If I then run “top” the result is: Mem: 3797928K used, 6385148K free, 4180K shrd, 156120K buff, 1057956K cached CPU: 25% usr 0% sys 0% nic 73% idle 0% io 0% irq 0% sirq Load average: 1.00 1.00 0.97 2/514 892 PID PPID USER STAT VSZ %VSZ CPU %CPU COMMAND 67 65 root R 3075m 30% 3 25% python3 -m homeassistant --config /config
The command “python3 -m homeassistant --config /config” is at a minimum of 25% constantly, whilst on the prod machine this is never more than 2.

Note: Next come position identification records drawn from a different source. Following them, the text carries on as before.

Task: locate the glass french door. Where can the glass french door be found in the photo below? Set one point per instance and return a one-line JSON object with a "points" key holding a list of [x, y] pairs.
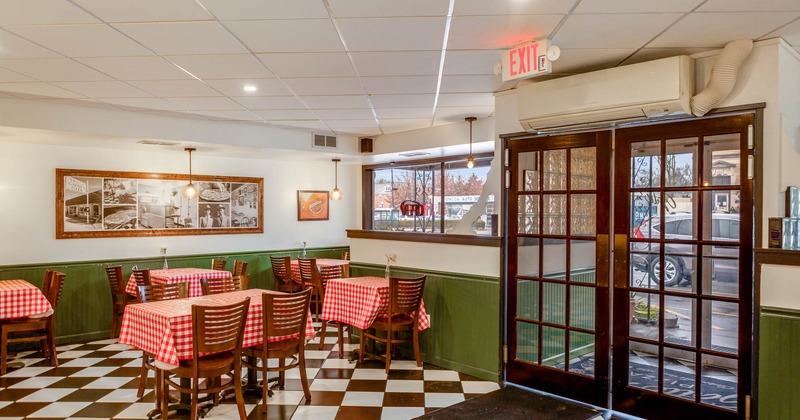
{"points": [[683, 277], [558, 295]]}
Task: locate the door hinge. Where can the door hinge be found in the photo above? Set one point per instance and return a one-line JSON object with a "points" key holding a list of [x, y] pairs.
{"points": [[747, 402]]}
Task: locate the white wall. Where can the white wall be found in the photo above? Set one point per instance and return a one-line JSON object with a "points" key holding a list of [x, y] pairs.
{"points": [[27, 191]]}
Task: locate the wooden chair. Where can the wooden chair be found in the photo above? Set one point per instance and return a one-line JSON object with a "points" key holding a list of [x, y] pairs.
{"points": [[217, 332], [284, 315], [223, 285], [405, 298], [152, 293], [218, 264], [282, 271], [310, 274], [119, 298], [34, 329]]}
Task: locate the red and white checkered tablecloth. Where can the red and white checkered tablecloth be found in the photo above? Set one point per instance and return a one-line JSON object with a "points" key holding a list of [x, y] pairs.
{"points": [[328, 268], [177, 275], [164, 328], [19, 299], [357, 301]]}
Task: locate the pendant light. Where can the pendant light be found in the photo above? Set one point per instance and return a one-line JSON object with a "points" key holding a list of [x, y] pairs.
{"points": [[190, 191], [470, 159], [336, 194]]}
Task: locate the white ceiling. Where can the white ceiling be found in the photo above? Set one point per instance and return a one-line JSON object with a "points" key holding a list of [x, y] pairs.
{"points": [[359, 67]]}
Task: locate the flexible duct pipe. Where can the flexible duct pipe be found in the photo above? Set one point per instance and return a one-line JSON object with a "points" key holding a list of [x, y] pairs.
{"points": [[723, 76]]}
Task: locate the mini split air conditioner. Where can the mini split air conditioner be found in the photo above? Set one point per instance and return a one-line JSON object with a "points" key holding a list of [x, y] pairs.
{"points": [[654, 89]]}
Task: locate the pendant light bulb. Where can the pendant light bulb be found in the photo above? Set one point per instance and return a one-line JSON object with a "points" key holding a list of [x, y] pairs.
{"points": [[190, 190], [470, 159], [336, 193]]}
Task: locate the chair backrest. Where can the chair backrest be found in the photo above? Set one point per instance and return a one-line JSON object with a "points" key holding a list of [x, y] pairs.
{"points": [[218, 264], [218, 328], [239, 268], [142, 277], [156, 292], [405, 295], [52, 289], [214, 286], [286, 314]]}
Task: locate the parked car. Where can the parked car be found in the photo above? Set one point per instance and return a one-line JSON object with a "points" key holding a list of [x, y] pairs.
{"points": [[677, 267]]}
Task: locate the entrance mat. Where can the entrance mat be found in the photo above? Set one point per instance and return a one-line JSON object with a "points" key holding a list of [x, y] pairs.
{"points": [[510, 403]]}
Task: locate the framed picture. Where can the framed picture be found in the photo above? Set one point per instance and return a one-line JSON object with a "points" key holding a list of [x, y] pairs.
{"points": [[96, 204], [312, 205]]}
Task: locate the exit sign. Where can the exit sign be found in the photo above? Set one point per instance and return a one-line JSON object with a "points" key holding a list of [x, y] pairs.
{"points": [[527, 60]]}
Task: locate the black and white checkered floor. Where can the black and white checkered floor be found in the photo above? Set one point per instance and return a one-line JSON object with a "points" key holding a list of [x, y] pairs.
{"points": [[98, 380]]}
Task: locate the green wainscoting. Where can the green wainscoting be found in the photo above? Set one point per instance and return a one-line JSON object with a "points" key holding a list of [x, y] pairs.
{"points": [[779, 364], [465, 319], [84, 311]]}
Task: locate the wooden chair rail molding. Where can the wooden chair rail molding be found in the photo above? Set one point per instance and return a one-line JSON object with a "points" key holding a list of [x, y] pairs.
{"points": [[438, 238]]}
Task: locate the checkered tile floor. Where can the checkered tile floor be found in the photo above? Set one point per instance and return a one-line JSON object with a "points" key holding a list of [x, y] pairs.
{"points": [[98, 380]]}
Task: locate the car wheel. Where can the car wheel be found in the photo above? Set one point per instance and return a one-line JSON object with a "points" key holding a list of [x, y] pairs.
{"points": [[673, 271]]}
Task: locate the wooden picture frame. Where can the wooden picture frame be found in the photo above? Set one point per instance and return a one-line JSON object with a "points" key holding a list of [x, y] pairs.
{"points": [[313, 205], [103, 204]]}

Although 25% might not look like “a lot” it basically makes HA really (really, really) slow in response.
So now the real questions:
How can I further diagnose what is going on?
Anyone else seeing this?
Although I disabled (actually removed most) add-ons, could it be an integration having this impact on Core?
The interesting bit is that the high cpu sometimes is immediate after starting, mostly it is around 20 minute mark, but this time it was almost one hour.
Hard to troubleshoot this too be honest, as when this happens there is no way I can get to logs anymore.
ok, for those interested, finally was able to upgrade to 2024.9.1 and now run for half a day without issues.
Eventually I don’t think that I can pin-point one source, but for sure none of the integrations, add-on’s or HACS (and through HACS installed components) were the issue.
I removed several “yaml” based integrations in my dev system and that eventually stabilized the installation.
replicated this on prod, removed a BUNCH of other integrations that I basically did not use and upgraded successful.
The only thing that is still left (had that with the old(er) releases also already) is a slow memory leak.
So that probably will be a different topic at some point.